UN condemns Syria bomb attacks after 55 killed
AFP-The UN Security Council condemned the deadliest bomb attacks of Syria's 14-month uprising, urging all sides to stick to an international peace plan after at least 55 people were killed.
The Syrian government and opposition traded the blame for Thursday's twin suicide bomb attacks in Damascus, which also left nearly 400 people wounded in horrific scenes of carnage.
Opposition leader Burhan Ghalioun told reporters in Tokyo on Friday Syria's government is trying to destroy the UN-brokered peace plan.
"The regime is now trying to kill this (Kofi) Annan plan, and by a new technique which is terrorism," Ghalioun said.
Ghalioun was adamant the government was behind the attacks and accused the authorities of colluding with outside bodies.
"The regime has operated very closely with al-Qaeda," he told reporters, adding that the bombings marked a change in tactics.
"We have to notice the timing of these bombings, the bombings started almost as soon as the regime removed heavy forces from the cities, we think there is a connection," he said.
The blasts during the morning rush hour further clouded a UN-backed ceasefire brokered by special envoy Kofi Annan that has failed to take hold since it went into effect on April 12.

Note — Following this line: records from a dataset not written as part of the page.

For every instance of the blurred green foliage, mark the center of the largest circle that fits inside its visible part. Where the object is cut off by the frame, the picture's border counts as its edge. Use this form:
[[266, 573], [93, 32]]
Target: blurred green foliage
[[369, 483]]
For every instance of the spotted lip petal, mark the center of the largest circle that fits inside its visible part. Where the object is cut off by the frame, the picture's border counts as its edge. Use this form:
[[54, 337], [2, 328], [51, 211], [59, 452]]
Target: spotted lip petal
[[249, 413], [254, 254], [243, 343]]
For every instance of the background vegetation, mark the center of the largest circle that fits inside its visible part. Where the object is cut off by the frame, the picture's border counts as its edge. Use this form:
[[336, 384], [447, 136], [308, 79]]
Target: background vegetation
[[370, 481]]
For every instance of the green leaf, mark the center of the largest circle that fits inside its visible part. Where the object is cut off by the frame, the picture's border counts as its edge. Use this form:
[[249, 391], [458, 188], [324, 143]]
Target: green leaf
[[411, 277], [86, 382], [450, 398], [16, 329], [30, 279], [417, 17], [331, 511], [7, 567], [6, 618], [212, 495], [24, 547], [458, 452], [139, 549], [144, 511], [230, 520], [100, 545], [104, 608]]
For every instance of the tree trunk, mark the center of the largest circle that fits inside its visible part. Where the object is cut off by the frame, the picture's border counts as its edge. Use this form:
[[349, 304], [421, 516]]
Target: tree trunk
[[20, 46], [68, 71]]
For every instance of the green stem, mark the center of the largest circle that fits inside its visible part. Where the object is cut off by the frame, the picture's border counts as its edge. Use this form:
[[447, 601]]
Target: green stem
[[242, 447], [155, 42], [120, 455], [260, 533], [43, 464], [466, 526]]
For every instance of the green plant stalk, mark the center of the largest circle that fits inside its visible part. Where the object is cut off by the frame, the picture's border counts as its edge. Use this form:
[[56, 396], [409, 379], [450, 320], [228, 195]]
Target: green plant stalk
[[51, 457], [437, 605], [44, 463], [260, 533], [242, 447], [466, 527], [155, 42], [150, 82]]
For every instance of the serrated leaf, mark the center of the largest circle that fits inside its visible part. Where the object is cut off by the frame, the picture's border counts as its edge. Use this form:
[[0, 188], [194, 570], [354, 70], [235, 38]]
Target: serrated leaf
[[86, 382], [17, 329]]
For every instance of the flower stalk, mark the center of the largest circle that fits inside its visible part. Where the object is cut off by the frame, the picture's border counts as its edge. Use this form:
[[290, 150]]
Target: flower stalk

Syrian state television aired gruesome footage of the aftermath of the twin explosions in the neighbourhood of Qazzaz, blaming rebels seeking to topple President Bashar al-Assad's embattled regime.
The television showed images of a woman's charred hand on a steering wheel, her gold bracelets dangling from her blackened wrist. Other burnt and mangled bodies lay in the street amid the carcasses of smouldering vehicles and rubble.

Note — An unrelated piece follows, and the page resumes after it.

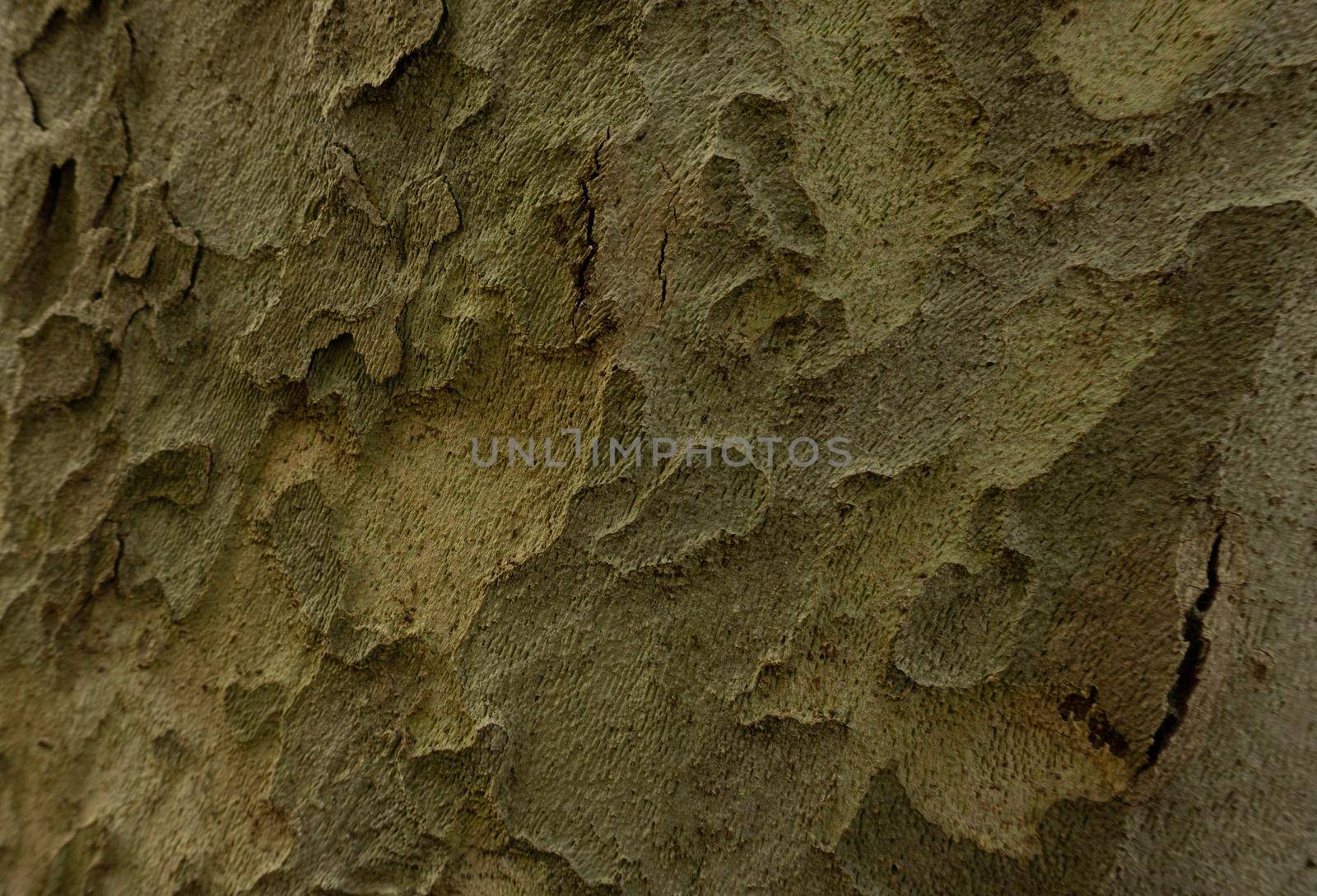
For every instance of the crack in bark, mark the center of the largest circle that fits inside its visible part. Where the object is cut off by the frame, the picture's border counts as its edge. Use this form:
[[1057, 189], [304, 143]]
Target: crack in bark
[[1195, 657], [592, 248], [663, 278], [32, 98]]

Russia and China, which have stymied Western efforts to heap stronger condemnation on Assad's government, joined in a UN Security Council denunciation of the attacks.

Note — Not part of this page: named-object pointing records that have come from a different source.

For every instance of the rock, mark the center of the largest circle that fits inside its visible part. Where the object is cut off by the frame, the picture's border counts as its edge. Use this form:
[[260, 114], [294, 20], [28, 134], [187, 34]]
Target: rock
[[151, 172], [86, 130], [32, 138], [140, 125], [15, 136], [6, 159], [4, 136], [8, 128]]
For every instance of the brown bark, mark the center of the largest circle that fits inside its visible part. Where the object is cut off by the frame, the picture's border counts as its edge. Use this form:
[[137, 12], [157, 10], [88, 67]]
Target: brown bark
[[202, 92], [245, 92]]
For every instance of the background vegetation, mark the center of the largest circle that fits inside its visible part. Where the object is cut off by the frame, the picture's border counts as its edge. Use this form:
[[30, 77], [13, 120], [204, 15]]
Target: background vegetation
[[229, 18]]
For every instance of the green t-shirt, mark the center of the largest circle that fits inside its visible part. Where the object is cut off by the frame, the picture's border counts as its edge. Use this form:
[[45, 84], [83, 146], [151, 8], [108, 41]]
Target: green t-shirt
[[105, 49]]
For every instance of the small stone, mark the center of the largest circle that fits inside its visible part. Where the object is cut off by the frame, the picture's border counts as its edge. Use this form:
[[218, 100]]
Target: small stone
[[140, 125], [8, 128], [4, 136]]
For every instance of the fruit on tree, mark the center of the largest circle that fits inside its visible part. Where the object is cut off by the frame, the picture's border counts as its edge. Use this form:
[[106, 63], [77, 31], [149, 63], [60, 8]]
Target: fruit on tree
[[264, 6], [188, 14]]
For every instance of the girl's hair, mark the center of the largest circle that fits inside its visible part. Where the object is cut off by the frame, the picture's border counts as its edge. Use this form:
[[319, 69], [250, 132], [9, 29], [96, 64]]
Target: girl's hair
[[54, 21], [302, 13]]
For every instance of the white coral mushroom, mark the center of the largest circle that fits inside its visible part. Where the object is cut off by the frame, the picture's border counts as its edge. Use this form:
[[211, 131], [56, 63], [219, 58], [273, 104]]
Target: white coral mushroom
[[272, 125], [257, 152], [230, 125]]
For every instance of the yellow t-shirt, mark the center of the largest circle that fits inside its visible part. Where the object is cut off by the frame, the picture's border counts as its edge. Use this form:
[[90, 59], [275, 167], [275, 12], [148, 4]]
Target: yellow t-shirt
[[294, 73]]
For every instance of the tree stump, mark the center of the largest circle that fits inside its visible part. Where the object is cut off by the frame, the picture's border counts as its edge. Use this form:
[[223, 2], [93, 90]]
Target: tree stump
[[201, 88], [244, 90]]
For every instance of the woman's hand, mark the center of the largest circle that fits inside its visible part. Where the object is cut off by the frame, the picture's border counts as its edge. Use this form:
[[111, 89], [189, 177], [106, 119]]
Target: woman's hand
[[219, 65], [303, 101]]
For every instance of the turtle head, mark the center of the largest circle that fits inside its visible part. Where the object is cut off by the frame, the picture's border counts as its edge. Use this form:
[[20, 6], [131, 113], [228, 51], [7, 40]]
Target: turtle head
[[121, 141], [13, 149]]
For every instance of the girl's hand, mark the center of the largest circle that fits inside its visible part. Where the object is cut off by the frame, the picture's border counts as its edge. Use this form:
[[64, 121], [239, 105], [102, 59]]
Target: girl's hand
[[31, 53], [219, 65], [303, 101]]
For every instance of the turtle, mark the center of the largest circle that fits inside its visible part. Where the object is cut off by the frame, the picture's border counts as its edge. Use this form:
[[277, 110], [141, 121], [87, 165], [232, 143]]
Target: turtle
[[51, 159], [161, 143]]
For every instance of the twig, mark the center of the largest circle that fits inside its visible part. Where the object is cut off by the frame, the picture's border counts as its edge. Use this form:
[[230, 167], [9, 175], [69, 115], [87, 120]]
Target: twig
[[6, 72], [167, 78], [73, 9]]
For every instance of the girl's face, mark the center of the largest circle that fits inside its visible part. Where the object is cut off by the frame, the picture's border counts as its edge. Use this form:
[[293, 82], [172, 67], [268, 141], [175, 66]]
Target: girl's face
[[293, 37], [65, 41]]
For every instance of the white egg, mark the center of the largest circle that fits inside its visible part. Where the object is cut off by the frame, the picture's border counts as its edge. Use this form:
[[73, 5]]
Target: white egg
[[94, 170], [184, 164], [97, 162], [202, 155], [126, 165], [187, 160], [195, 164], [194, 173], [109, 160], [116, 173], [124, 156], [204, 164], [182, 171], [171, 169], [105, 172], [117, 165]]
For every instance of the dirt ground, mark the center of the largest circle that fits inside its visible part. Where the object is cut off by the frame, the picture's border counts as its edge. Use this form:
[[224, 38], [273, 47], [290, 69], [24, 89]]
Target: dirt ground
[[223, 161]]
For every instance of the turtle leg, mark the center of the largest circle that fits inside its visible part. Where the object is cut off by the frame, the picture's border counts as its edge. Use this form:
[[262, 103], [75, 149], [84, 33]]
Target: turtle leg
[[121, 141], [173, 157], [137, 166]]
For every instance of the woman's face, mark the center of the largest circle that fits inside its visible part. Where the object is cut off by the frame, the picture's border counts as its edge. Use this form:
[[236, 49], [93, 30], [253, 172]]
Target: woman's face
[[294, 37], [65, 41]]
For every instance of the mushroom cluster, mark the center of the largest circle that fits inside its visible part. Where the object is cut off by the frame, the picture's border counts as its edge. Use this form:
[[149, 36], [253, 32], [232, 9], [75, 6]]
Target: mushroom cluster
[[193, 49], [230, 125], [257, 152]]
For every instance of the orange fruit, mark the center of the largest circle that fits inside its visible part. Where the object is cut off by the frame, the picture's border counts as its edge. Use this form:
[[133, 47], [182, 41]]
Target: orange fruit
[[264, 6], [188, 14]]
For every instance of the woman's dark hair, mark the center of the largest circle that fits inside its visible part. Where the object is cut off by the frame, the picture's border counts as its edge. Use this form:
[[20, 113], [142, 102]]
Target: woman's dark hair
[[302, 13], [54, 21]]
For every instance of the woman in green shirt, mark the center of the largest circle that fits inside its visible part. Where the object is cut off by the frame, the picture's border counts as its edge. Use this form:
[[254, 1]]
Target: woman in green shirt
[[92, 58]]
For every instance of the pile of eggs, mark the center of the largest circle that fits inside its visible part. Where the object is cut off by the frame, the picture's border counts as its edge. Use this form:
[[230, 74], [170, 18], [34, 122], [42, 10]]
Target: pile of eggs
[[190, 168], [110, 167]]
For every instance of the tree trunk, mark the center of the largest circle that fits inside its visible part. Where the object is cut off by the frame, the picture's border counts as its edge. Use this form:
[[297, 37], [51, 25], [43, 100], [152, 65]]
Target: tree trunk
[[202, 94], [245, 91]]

The 15 Security Council members "condemned in the strongest terms the terrorist attacks" in the Syrian capital, according to a statement.
The council called on all sides to "immediately and comprehensively" implement the six-point peace plan of UN-Arab League envoy Annan, "in particular to cease all armed violence".
UN leader Ban Ki-moon reaffirmed a call for all sides to cease violence and "to distance themselves from indiscriminate bombings and other terrorist acts", his spokesman Martin Nesirky said.
Syria's UN envoy said British, French and Belgian nationals were among foreign fighters killed in the country's mounting conflict and that there was Al-Qaeda involvement.
The ambassador, Bashar Jaafari, told the Security Council that on top of the Damascus blasts, an explosion in the city of Aleppo had left "several civilian victims and massive damage to private property".
Jaafari said 12 foreign fighters had been killed and 26 detained in recent clashes with Syrian forces, "including one French citizen, one British citizen, one Belgian citizen".
He said a list of the 26 foreigners detained had been sent to Ban and to the Security Council.
Jaafari renewed condemnation of Gulf Arab states and Turkey whom he accused of backing the foreign fighters and Syrian rebels.
Washington called the Damascus attacks "reprehensible" while Annan described them as "abhorrent". Russia and China separately called for a stop to the violence and urged all parties in Syria to cooperate with Annan's peace plan.
The explosions took place on a main freeway in the south of Damascus, in front of a nine-storey security complex whose facade was heavily damaged while nearby residential buildings collapsed.
"Is that the freedom you want? Students from schools and employees going to work are dead," shouted one man in the middle of the destruction.
The interior ministry said the suicide attackers used a tonne of explosives, killing at least 55 people and wounding 372.
It added that emergency workers filled 15 bags with body parts, and that the blasts also destroyed around 200 cars.
"These crimes show that Syria is targeted by a terrorist attack launched by organisations armed and funded by parties who proclaim their backing to terrorist crimes," the SANA news agency quoted the foreign ministry as saying.
But the opposition Syrian National Council accused Assad's regime of staging the bombings in a bid to undermine a UN observer mission and to persuade the international community that Damascus was battling "terrorists".
The SNC accused the regime of placing the bodies of people it had killed at the site of the bombings, to claim that they died in the blasts.
The Syrian Observatory for Human Rights, a Britain-based monitoring group, said the Damascus bombings targeted an intelligence base and killed 59 people, including civilians and security personnel.
The watchdog says that more than 12,000 people, mostly civilians, have been killed in Syria since the revolt broke out in March last year.
Thursday's attacks came a day after UN observers monitoring the ceasefire escaped unharmed when a roadside bomb exploded as they were visiting the flashpoint southern city of Daraa. Ten Syrian troops escorting them were hurt.